I started to think about this a lot lately.
No worries, the torn calf is healing and I should be running in a few weeks. But I thought it would be interesting to think about for myself, what if?
What if I never was able to run again? How would I be?
Anyone who knows me, knows how much I love running. Anyone who sees my race photos cannot mistake how happy I genuinely look when I am running 26.2 miles. So then, what would happen if something bad happened and I was not able to physically run every again?
I think that a few things would happen.
First I would go through a dark phase. It would be hard for me to come to terms with not running. It might take a long time to even comprehend the fact that running was no longer going to be a part of my life. I would get depressed just thinking about it.
Then I would probably get angry and bitter for a long time. I would look at my race photos and medals and want to throw them all away and forget the times I ran.
Next I would probably do what I do when things change. I would create a distraction with something else. I might try to focus on other exercises and activities. I might pretend to love them more than running and work hard to make myself believe I did not miss it every day.
Then I would come to accept it. I would have no other option than to eventually. In the end, I know I will not die without running. I know it is just an activity, and many many people never get fortunate enough to run.
But for me it is so much more than a simple activity. For me it has become such a large part of who I am and how it makes me feel. I did not realize it until it was taken away from me 6 weeks ago.
I took my daughter to the track the other day because it is across the street from a playground she likes and I watched her run a little bit and she was having so much fun. And it was bitter sweet because I am still in the boot and cannot run. And it hit me. A wave of sadness and a deep longing swept over me as I watched many runners there doing their speed work. It was not too long ago I was there doing my speed work. I wondered how long it would be before I got out there again.

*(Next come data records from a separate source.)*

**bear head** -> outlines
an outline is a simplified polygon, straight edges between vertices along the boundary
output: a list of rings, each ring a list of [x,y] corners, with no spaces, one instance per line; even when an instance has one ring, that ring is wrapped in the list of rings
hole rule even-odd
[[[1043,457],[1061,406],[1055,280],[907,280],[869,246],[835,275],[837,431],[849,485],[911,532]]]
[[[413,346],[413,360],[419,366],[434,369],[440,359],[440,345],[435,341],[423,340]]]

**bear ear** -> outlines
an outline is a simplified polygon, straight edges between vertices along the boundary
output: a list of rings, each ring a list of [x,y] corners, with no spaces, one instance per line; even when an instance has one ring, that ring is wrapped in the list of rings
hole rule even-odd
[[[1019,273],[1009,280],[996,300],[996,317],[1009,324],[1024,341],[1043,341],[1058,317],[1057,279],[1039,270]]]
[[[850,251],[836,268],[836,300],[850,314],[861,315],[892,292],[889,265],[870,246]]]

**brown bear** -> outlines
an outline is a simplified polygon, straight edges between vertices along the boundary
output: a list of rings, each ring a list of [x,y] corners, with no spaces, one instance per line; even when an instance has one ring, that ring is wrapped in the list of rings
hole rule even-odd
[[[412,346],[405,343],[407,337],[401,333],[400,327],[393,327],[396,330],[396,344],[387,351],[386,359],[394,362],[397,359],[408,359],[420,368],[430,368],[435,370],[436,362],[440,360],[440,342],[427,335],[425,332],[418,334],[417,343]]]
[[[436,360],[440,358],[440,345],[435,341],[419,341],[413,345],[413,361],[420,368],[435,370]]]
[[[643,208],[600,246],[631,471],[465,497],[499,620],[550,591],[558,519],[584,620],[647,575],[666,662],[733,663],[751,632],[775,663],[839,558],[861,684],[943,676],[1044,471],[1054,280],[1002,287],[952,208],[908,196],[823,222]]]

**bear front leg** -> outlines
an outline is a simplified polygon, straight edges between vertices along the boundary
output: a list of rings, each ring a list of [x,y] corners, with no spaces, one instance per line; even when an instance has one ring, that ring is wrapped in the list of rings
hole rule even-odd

Being at that track, it just made me miss running all the more. Made me wish I could hit fast forward on the time and bring myself into the days when I will be running again. Once you fall deeply in love with something, it is painful to be apart from it for even a day or 2. It hurts me to not be running right now, and every day it gets harder and harder to be away from it.
All I can do is wait and be patient, and pray the day I get to run again comes soon. I made up my mind at the track that I would do whatever it takes to run again, even if it means I have to do more PT, or cross training, whatever. Even if I have to run slow for awhile until I heal. I will run again. There is a small part of me that would die if I never got to run again. And I am not sure my heart would fully heal.